Chiudiamo gli occhi ed immaginiamoli in quei momenti: si imbarcavano a Genova, dopo un intero giorno di treno. Avevano tra le mani lu spapiè rrùsciu, il passaporto con copertina rossa, valido tre anni, secondo le disposizioni dell’epoca.


Come erano vestiti? Indossavano quelli che erano chiamati li pagni de lu passàgghju, gli indumenti della traversata, i più vecchi che avevano nel guardaroba e che, poco prima dello sbarco, venivano gettati nelle acque del porto e sostituiti con li pagni vòni (gli indumenti nuovi); in tale circostanza si tagliavano capelli, i baffi, la barba e le unghie, che per superstizione avevano lasciato crescere durante il viaggio.
Li pagni de lu passàgghju sono entrati nel linguaggio corrente maceratese, al punto che ancor oggi è possibile udire espressioni simili:

Quéssa camìscia me pare quella de lu passàgghju: che ’spétti a ccammiàttela? (Questa camicia mi pare quella della traversata: che aspetti a cambiartela?)

 oppure:

Quissu vistitu èsso no’ mme mittirìo mango pe’ lu passagghju!
(Questo vestito non lo metterei neppure per la traversata!)     

Per le nausee, facevano ricorso ad un rimedio empirico antichissimo: quello di mangiare olive nere conservate sotto sale non appena si fossero avvertiti i primi sintomi.

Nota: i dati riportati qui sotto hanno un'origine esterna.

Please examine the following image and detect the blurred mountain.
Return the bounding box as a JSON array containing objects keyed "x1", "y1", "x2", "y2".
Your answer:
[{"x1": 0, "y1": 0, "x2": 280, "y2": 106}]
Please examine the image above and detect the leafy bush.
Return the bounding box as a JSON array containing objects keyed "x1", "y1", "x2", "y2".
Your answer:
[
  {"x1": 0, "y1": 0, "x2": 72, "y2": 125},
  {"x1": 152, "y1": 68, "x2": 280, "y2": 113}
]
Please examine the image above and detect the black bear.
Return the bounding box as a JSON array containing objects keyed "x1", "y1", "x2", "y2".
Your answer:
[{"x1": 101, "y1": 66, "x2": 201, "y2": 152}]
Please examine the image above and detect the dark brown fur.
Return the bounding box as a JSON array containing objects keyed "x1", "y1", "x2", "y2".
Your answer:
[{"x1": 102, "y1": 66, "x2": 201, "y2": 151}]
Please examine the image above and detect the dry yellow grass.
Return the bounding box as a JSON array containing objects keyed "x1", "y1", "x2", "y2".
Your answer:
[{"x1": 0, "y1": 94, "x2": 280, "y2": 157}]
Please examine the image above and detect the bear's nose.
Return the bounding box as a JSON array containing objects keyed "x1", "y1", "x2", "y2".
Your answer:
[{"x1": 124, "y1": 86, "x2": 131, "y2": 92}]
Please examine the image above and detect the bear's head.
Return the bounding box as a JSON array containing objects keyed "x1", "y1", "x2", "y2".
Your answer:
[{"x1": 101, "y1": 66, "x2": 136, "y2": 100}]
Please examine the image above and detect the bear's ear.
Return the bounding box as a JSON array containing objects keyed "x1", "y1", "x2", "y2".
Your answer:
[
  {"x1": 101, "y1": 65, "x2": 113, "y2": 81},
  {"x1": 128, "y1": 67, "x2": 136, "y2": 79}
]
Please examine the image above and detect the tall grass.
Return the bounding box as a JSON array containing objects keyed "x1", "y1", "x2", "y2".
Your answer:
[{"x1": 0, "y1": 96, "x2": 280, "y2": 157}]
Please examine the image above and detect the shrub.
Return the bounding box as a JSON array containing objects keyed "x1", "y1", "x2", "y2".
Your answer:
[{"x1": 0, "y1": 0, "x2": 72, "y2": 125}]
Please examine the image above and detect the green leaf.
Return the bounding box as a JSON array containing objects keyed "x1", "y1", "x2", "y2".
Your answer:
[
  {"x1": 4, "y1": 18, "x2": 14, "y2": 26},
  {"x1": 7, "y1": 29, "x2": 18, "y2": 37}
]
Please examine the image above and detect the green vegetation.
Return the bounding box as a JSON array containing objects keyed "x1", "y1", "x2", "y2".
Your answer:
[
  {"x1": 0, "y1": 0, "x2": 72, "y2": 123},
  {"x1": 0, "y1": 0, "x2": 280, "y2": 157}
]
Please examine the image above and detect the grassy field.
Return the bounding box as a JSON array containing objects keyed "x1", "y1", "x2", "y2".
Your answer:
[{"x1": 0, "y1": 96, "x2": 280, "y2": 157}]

D’altronde lu mare ‘mbara a ppregà, recitava un adagio popolare della mia regione. Al riguardo Claudio Principi, storico di Corridonia, trascrive in un gustosissimo saggio, il racconto che gli fece un rimpatriato sul suo passagghju avvenuto nel 1899:

“Tra gli emigrati c’era un prete che esortava alla preghiera e predicava il Vangelo. Un giorno narrò l’episodio secondo Giovanni nel quale Gesù si mise a camminare tranquillamente sopra le acque agitate del lago e quando gli apostoli sbalorditi lo presero a bordo della barca dove stavano, questa toccò terra, là dove erano diretti.
Alla fine del racconto, qualcuno chiese al prete:

Perché quissu miràculu ssuscì bbéllu cristu no’ lu fa anghi per noatri, se tutti lu stimo a ppregà notte e gghjòrnu con tutta la divoziò che cce chjidi?(Perché questo miracolo così bello Cristo non lo fa anche per noialtri che lo stiamo a pregare giorno e notte con tutta la devozione che ci chiedi?)

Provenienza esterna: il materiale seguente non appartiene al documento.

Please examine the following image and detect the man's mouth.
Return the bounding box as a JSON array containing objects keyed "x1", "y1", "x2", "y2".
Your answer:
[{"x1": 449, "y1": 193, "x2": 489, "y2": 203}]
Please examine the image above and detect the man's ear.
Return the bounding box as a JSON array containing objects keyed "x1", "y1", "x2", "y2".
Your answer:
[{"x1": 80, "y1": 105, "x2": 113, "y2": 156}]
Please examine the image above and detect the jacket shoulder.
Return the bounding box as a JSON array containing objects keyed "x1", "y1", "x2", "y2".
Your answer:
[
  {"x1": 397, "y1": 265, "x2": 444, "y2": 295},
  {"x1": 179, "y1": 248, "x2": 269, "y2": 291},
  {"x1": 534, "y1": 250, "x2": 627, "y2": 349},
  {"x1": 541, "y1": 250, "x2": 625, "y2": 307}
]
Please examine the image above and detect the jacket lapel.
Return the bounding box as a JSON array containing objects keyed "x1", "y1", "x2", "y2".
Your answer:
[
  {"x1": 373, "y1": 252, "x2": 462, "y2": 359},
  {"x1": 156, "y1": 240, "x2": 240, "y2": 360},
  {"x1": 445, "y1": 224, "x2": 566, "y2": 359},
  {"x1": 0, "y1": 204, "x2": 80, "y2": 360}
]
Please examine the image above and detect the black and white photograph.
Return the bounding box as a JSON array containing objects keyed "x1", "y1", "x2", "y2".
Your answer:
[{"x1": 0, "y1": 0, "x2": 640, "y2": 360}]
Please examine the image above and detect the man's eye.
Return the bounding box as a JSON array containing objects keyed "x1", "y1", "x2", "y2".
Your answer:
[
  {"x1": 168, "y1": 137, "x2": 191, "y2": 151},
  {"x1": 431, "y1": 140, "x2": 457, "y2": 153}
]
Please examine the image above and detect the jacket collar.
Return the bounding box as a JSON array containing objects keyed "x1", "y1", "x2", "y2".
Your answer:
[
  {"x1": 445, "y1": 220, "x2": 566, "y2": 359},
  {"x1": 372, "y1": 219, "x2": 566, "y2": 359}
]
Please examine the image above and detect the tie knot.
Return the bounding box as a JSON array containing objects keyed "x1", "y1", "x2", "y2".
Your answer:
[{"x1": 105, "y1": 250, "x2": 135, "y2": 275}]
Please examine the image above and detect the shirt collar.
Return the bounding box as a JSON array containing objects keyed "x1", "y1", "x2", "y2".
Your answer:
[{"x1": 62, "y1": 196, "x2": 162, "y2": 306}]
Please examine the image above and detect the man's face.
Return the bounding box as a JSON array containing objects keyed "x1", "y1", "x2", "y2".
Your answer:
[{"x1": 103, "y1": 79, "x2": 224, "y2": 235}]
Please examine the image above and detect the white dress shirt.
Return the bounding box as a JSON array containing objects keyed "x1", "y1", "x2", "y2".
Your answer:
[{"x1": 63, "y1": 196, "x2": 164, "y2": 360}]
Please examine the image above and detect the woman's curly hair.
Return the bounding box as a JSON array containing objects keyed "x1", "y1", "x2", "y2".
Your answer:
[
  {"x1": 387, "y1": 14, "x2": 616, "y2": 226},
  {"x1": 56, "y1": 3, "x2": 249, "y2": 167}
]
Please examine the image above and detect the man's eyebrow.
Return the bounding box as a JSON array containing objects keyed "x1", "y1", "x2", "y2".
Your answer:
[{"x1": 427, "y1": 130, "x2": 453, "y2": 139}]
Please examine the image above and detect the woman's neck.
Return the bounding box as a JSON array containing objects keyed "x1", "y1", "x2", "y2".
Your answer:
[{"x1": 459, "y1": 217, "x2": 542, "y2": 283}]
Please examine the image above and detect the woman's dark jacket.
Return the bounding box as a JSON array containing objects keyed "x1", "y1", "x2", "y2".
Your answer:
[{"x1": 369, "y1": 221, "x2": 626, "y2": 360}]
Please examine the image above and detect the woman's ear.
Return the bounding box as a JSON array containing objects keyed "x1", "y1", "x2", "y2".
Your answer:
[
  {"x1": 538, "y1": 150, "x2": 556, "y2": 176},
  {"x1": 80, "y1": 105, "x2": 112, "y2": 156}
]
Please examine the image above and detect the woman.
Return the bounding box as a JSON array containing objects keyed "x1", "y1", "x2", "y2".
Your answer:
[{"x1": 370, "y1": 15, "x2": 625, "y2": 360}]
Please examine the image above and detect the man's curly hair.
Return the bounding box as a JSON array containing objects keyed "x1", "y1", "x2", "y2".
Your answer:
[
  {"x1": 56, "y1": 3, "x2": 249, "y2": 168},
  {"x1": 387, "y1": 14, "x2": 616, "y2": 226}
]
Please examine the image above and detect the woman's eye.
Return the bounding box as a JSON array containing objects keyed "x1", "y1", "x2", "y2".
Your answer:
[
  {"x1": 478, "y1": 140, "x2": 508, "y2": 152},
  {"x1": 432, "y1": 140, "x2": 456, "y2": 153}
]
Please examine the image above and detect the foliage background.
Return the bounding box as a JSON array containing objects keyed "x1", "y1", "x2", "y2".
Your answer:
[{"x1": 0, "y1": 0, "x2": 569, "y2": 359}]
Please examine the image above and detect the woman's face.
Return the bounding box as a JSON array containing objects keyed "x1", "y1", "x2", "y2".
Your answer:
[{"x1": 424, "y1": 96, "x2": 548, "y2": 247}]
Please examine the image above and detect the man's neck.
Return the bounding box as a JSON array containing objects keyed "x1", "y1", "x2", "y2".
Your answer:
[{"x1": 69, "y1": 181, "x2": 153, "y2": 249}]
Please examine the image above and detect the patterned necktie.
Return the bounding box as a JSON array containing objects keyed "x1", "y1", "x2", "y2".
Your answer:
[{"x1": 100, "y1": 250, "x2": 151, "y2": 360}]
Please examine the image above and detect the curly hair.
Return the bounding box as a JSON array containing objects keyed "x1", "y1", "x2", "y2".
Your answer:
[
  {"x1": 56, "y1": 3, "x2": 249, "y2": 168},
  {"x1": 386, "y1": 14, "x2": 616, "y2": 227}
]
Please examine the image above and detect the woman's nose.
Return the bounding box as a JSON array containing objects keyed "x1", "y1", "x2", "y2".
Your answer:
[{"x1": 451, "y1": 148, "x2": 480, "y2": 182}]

Il prete rispose un po’ scandalizzato:

Perché noialtri non siamo gli apostoli!

Ma in quistu moméndu in pìrìculi ci statimo noatri, mica ll’Apòstuli!(Ma in questo momento in pericolo ci siamo noialtri, mica gli apostoli!) – osservò l’emigrante che dopo un momento sovrappensiero proseguì:

Allòri facce prega’ a la Madonna o a quarche sandu che cce pòle sindì, perché, per me, mica staco a vvardà chji me sarva!” (Allora facci pregare la Madonna o qualche altro santo che ci può ascoltare, perché a me non importa che mi salva!)

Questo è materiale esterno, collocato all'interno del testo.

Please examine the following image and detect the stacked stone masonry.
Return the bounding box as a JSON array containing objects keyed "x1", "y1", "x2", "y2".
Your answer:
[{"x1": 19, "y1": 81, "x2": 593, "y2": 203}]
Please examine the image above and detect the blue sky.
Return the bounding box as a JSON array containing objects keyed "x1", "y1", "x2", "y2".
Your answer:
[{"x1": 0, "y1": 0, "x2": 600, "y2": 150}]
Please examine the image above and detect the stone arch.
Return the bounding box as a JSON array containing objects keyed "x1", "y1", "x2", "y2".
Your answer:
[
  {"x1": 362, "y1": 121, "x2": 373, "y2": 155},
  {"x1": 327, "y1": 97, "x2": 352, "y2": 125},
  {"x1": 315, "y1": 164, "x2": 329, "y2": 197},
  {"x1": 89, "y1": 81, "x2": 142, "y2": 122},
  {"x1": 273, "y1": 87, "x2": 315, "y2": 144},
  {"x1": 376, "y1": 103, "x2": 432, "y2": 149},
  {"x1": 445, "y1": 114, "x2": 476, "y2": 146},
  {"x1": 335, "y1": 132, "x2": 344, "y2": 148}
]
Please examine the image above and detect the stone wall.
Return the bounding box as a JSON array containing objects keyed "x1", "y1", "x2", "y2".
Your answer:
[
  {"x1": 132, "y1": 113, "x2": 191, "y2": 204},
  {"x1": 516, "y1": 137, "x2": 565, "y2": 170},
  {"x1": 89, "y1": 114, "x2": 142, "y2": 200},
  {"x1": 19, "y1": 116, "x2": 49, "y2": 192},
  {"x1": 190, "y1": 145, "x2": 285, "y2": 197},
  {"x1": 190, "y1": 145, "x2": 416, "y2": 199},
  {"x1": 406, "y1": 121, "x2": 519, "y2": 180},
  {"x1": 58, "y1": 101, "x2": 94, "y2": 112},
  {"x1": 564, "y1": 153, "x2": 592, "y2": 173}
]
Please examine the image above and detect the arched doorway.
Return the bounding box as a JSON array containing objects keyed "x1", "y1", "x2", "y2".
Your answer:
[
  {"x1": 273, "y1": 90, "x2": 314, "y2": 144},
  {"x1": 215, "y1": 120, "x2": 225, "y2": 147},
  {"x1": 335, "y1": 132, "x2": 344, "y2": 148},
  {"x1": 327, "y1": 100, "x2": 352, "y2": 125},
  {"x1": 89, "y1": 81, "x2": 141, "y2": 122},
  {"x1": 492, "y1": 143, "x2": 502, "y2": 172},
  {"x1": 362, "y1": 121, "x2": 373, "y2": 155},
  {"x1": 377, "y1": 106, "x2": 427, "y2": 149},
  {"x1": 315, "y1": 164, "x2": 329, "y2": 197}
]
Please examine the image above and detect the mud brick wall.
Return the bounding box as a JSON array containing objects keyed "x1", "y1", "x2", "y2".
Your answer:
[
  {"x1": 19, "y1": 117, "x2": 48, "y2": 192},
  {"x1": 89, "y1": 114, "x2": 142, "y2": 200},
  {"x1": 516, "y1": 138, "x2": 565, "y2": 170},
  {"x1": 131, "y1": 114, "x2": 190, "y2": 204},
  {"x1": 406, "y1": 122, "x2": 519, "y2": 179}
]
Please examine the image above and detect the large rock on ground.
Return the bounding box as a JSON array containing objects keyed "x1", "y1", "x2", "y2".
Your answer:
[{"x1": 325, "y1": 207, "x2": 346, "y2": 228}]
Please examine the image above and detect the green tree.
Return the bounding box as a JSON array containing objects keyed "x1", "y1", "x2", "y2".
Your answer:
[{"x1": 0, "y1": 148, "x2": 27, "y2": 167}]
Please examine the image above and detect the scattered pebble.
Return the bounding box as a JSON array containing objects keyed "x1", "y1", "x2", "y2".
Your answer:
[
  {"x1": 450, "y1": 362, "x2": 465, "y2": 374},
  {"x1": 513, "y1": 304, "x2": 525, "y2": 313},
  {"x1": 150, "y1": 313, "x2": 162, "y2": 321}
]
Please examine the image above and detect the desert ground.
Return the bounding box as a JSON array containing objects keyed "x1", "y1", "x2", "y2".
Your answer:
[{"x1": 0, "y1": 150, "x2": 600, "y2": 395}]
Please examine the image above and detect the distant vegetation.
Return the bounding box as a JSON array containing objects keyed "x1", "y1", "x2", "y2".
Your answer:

Durante le traversate, gli incidenti non mancavano, tanto che i piroscafi (o vapori come erano chiamati nelle Marche) furono definiti vascelli della morte: nel novembre del 1880 l’Ortigia cozzò con il mercantile Long Joseph davanti alle coste argentine del Plata (duecentoquarantanove morti); nel gennaio del 1888 il Sudamerica si inabissò nelle stesse acque (ottanta morti); nel luglio del 1898 La Bourgogne, partita da Le Havre, affondò al largo della Nuova Scozia (cinquecentoquarantanove morti, tra cui molti italiani che sceglievano la città francese se clandestini); nell’ottobre 1927 fu la volta della Principessa Mafalda, nave ammiraglia della nostra Marina commerciale, che naufragò davanti alle coste brasiliane, anche se i motori si erano già fermati otto volte nel Mediterraneo (trecentottantacinque morti).


Il naufragio più famoso in assoluto fu quello del Sirio, piroscafo della Navigazione Generale Italiana, avvenuto il 4 agosto 1906 al largo di Cabo Palos, nella costa orientale della Spagna, a venticinque chilometri da Cartagena. I danni furono gravissimi, ma l’affondamento totale avvenne soltanto sedici giorni dopo:

Avrebbero potuto salvarsi quasi tutti, ma l’evacuazione fu così caotica e disperata che alla fine il bilancio, stilato dai Loyd’s, fu apocalittico: 292 morti, anche se in realtà pare che le vittime siano state ancor di più: tra le 440 e le 500.